Others have pointed out disadvantages with post-decision wagering (Clifford et al., 2008a; Schurger and Sher, 2008; Dienes and Seth, 2010; Fleming and Dolan, 2010; Sandberg et al., 2010). Post-decision wagering may be subject to economic context, which might influence conscious confidence. For example, risk aversion may lead to different wagering behavior even when the underlying conscious confidence is the same. In fact, using backward masking in sensory psychophysics, Fleming and Dolan (2010) showed that risk aversion discouraged high wagers. Furthermore, Sandberg et al. (2010) have suggested that other meta-cognitive measures such as a perceptual awareness scale could improve our ability to detect weak conscious confidence.

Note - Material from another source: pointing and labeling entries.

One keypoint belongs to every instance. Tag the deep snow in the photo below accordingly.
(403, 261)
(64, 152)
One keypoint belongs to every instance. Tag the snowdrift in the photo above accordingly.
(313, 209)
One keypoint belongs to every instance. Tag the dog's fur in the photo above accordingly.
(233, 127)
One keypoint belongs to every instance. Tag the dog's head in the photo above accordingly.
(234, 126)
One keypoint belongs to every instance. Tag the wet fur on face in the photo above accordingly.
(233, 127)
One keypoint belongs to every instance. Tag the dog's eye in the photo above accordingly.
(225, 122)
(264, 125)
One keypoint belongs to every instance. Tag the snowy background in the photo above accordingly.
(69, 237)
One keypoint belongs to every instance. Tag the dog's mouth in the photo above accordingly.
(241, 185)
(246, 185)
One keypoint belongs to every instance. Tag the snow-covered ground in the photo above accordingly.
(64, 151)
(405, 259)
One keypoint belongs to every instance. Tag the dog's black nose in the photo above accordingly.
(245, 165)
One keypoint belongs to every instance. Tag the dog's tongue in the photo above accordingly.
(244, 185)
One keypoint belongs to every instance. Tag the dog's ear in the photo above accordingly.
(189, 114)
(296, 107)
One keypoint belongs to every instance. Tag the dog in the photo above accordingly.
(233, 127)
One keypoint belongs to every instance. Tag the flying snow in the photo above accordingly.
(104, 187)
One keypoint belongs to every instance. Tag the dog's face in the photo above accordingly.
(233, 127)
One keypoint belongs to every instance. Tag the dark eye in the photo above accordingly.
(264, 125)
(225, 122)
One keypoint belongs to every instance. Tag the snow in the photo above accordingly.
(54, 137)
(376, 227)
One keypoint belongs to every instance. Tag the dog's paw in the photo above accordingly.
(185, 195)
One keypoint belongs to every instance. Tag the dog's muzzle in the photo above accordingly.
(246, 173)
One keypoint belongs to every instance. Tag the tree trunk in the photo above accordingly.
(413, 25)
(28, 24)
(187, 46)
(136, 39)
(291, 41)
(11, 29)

In our study, we chose post-decision wagering for the assessment of conscious confidence because we can use the same wagering task during both learning and explicit risk aversion tasks and we can directly examine the role of risk aversion on an individual basis across two very similar tasks. Future work is needed to see whether non-conscious, advantageous decision making can be confirmed with other methods, such as allowing subjects to bet on a continuous scale rather than just high or low.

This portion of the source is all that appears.